Figure 5. Details from Shodan
Figure 6. Login page of a compromised DVR
An investigation of open ports and services from the live C&C servers indicates that Emotet actors are attempting to harvest vulnerable connected devices (routers, IP cameras, web servers and more) to try and use them as first layer C&C servers. This first layer serves as a proxy that redirects victims to the real Emotet C&C servers, adding another layer of complexity in C&C server communication to make it more difficult to track down the actors behind the Emotet operations. Moreover, compromising vulnerable devices gives them additional resources that they can use for other malicious purposes.
A C&C list gathered from a Shodan scan in March shows a number of these connected devices already being used by Emotet:
|Type of connected device|
|24||Web server interface of IP camera|
|3||Router test server|
|1||Router FTP server|
|1||Web administration for printers, network switches, etc.|
Table 1. Connected devices compromised by Emotet
How can organizations defend themselves?
The change in POST-infection traffic and the use of these connected devices show that Emotet is still a constantly evolving and resilient threat. The malware authors are fine-tuning evasion techniques and trying to adapt to security solutions. If left unchecked and undetected, this threat may lead to a substantial loss of money and data for businesses.
Combating threats like Emotet calls for a multilayered and proactive approach to security, protecting all fronts — gateway, endpoints, networks, and servers. Trend Micro endpoint solutions such as Trend Micro Smart Protection Suites and Worry-Free Business Security can protect users and businesses from these threats by detecting malicious files and spammed messages, as well as blocking all related malicious URLs.

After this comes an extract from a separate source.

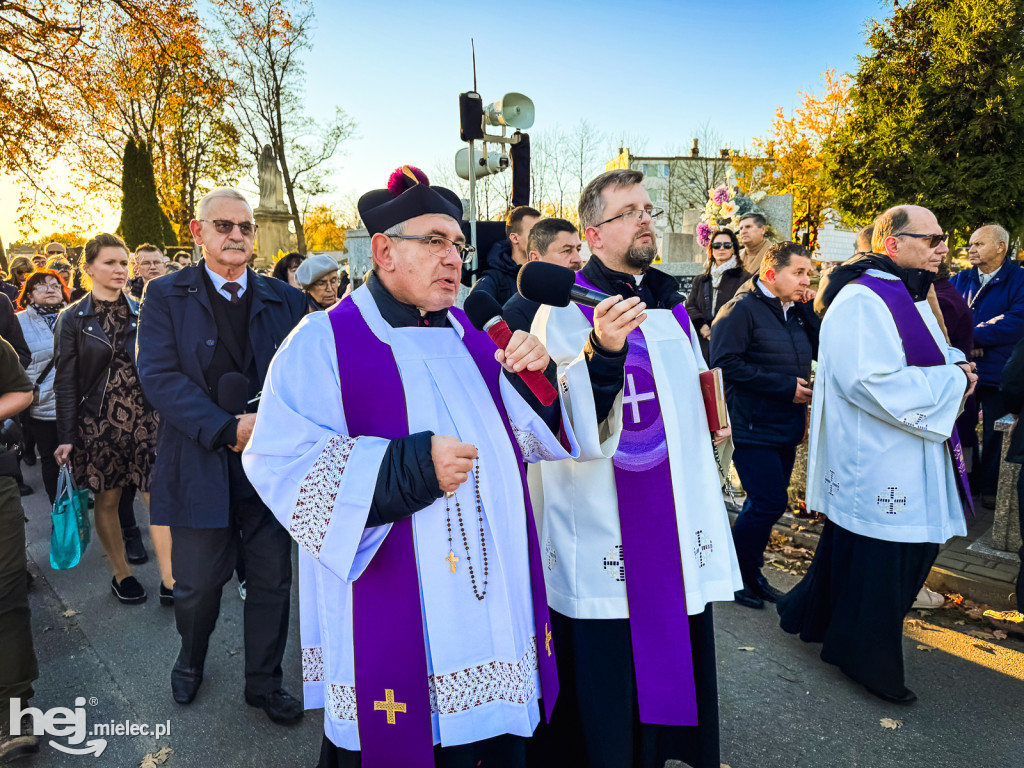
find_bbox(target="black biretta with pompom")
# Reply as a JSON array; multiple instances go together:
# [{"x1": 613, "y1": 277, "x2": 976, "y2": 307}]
[{"x1": 358, "y1": 165, "x2": 462, "y2": 234}]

Connected devices can be protected by security software such as the Trend Micro Home Network Security and Trend Micro Smart Home Network (SHN) solutions, which checks internet traffic between the router and all connected devices. (SHN’s coverage is relative to manufacturers’ release cycles.) Enterprises can also monitor all ports and network protocols for advanced threats and be protected from targeted attacks with the Trend Micro Deep Discovery Inspector network appliance.
Trend Micro XGen security provides a cross-generational blend of threat defense techniques against a full range of threats for data centers, cloud environments, networks, and endpoints. Smart, optimized, and connected, XGen powers Trend Micro’s suite of security solutions: Hybrid Cloud Security, User Protection, and Network Defense.